Efficacy and Tolerability of Adjunct Metformin for Multibacillary Leprosy

Exclusion Criteria

• •Participant has received MDT \>28 days for the current episode of MB leprosy, prior to study enrolment.
• •Presence of leprosy reaction and/or nerve function impairment requiring systemic corticosteroids on screening/enrolment evaluation.
• •Participants who have been treated for leprosy in the past.
• •Chronic systemic corticosteroid use for any other medical condition on screening evaluation (chronic use defined as ≥ 2 weeks).
• •History of diabetes mellitus or diabetes mellitus diagnosed on screening evaluation (random blood glucose is elevated ≥200 mg/dL (or ≥11,1 mmol/L) or fasting blood glucose ≥ 126 mg/dL (or ≥7.0 mmol/L)).
• •History of hypoglycaemia (random blood glucose \<55 mg/dL (or \<3.0 mmol/L).
• •History of cardiac failure, ischaemic heart disease, alcoholism, history of lactic acidosis or states associated with lactic acidosis such as shock or pulmonary insufficiency, and conditions associated with hypoxia.
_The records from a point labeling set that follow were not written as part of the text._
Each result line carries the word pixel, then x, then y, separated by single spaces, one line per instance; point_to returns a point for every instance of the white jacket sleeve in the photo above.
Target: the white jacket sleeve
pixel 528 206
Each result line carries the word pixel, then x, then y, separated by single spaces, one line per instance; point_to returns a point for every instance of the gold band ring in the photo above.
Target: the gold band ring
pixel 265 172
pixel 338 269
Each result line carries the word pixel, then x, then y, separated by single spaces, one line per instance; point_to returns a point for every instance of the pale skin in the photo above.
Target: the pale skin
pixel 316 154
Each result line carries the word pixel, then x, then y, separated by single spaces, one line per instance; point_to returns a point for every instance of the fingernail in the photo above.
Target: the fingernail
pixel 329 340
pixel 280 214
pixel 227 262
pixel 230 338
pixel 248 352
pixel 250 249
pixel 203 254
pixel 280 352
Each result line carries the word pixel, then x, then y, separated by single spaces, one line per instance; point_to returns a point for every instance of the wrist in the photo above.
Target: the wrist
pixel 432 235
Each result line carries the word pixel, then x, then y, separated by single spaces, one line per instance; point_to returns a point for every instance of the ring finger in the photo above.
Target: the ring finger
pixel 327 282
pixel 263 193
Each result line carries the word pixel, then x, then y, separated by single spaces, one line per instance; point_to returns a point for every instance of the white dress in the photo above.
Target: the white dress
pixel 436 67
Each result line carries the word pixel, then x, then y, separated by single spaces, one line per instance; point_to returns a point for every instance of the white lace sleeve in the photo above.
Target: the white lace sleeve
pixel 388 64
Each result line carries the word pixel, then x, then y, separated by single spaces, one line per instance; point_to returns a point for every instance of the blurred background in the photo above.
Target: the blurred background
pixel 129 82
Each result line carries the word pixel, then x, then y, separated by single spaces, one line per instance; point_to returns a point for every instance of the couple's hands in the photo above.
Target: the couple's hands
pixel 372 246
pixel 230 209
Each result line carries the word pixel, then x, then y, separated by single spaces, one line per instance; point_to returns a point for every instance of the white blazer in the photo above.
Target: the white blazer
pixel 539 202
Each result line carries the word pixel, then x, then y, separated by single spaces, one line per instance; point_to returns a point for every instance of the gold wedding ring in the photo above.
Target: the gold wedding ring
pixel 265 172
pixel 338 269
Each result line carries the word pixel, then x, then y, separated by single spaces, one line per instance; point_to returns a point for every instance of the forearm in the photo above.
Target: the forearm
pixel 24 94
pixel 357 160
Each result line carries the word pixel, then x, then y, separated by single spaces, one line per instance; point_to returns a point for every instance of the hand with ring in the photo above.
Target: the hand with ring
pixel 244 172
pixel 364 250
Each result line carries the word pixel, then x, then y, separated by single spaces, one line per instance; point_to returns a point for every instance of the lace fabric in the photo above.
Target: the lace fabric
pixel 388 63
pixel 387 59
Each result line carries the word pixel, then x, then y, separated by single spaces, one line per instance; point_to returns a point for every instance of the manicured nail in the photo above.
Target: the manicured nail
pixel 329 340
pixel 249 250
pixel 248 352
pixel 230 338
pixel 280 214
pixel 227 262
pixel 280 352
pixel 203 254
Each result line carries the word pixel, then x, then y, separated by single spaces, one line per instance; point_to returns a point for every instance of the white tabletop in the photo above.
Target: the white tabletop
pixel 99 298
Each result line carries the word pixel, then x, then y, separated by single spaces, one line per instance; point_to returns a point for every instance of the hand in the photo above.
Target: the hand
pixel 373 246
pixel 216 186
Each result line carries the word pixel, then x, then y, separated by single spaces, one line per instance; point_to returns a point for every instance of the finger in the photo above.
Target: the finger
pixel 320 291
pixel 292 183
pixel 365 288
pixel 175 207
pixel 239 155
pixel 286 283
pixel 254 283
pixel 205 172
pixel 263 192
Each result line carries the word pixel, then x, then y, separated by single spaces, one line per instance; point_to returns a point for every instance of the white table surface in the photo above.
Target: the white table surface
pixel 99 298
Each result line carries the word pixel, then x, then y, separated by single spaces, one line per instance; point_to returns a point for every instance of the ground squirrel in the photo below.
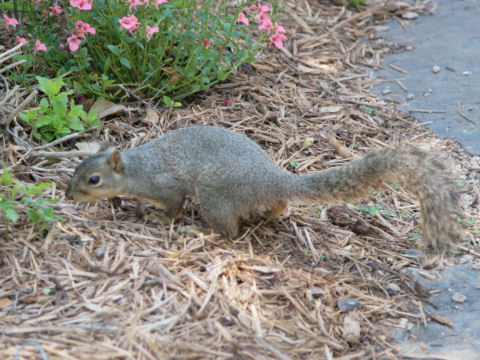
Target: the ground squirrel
pixel 233 178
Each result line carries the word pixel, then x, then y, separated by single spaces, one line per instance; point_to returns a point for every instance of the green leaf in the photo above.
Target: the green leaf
pixel 167 101
pixel 11 214
pixel 126 63
pixel 44 120
pixel 49 87
pixel 114 50
pixel 77 126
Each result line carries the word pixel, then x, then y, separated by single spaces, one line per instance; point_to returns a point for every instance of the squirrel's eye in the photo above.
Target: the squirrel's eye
pixel 94 180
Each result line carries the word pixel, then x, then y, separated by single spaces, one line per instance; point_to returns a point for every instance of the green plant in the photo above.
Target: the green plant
pixel 155 48
pixel 15 197
pixel 373 210
pixel 465 223
pixel 55 117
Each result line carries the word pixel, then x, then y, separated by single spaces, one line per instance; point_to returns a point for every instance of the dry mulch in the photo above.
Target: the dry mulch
pixel 106 284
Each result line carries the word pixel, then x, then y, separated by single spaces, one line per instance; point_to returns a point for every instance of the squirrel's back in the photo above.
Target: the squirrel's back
pixel 233 177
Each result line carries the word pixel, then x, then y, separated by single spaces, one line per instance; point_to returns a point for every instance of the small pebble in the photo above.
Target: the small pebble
pixel 393 289
pixel 316 292
pixel 421 289
pixel 410 15
pixel 101 251
pixel 348 304
pixel 459 298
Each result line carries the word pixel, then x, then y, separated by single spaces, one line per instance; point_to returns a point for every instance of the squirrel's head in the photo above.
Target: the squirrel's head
pixel 98 177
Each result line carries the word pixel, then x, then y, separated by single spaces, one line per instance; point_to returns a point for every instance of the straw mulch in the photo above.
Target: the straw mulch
pixel 106 284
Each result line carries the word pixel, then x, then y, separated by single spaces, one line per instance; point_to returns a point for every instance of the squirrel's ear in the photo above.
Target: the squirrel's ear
pixel 104 146
pixel 115 161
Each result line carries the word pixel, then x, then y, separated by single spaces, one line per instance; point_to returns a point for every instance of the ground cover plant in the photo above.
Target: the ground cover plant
pixel 104 284
pixel 157 48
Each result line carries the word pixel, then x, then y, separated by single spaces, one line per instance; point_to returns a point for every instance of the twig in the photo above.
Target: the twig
pixel 403 87
pixel 426 111
pixel 60 154
pixel 58 141
pixel 19 108
pixel 9 95
pixel 465 116
pixel 398 69
pixel 6 68
pixel 19 46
• •History of intolerance or hypersensitivity to metformin.
• •Estimated glomerular filtration rate (eGFR) ≤30 mL/min/1.73m2 calculated by the CKDEPI equation.
• •AST or ALT ≥3 times the upper limit of normal (ULN) on screening evaluation.
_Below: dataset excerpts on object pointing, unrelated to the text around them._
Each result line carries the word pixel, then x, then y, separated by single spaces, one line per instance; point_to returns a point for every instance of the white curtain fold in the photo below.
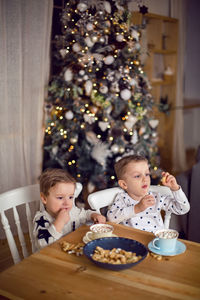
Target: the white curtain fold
pixel 25 30
pixel 178 10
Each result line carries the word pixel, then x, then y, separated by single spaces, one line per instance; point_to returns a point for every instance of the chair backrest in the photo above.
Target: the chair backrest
pixel 103 198
pixel 27 199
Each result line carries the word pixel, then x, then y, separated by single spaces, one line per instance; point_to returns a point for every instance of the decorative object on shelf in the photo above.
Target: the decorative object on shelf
pixel 168 73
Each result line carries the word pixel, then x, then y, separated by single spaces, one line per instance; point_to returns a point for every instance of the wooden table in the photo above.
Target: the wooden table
pixel 54 274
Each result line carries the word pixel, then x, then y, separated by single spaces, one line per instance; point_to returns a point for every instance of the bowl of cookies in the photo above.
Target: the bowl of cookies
pixel 115 253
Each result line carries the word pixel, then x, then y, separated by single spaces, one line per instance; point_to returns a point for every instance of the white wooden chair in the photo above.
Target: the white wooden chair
pixel 24 198
pixel 103 198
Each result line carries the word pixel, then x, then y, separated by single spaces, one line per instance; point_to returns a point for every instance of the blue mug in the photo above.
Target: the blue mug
pixel 165 240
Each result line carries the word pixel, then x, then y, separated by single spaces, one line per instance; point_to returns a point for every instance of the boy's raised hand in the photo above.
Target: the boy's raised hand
pixel 170 181
pixel 144 203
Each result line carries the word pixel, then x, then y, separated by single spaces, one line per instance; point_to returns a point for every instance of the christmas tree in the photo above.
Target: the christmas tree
pixel 99 104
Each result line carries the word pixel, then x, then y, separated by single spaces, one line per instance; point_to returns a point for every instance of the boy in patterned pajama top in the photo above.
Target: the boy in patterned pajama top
pixel 59 215
pixel 135 205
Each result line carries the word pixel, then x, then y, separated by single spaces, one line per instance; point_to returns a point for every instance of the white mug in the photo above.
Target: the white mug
pixel 165 240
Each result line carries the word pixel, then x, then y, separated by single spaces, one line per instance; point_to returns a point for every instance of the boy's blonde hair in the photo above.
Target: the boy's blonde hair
pixel 50 177
pixel 120 166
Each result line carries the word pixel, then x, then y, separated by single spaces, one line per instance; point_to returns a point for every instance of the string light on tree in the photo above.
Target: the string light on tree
pixel 101 107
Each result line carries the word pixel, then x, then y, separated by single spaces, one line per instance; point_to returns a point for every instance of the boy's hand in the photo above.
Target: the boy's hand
pixel 97 218
pixel 62 218
pixel 144 203
pixel 170 181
• •Any serious medical condition for which participation in the trial, as judged by the investigator or treating physician, could compromise the well-being of the subject or prevent, limit or confound protocol-specified assessments.
• •HIV-positive on screening evaluation.
• •Female participant of childbearing age who is pregnant (clinically confirmed or urine dipstick for human chorionic gonadotrophin hormone) or breastfeeding.
• •Use of metformin within 12 weeks prior to study enrolment.
• •Use of other regular hypoglycaemic agents, including insulin.
• •Participation in another research trial involving an investigational product within 12 weeks prior to study enrolment.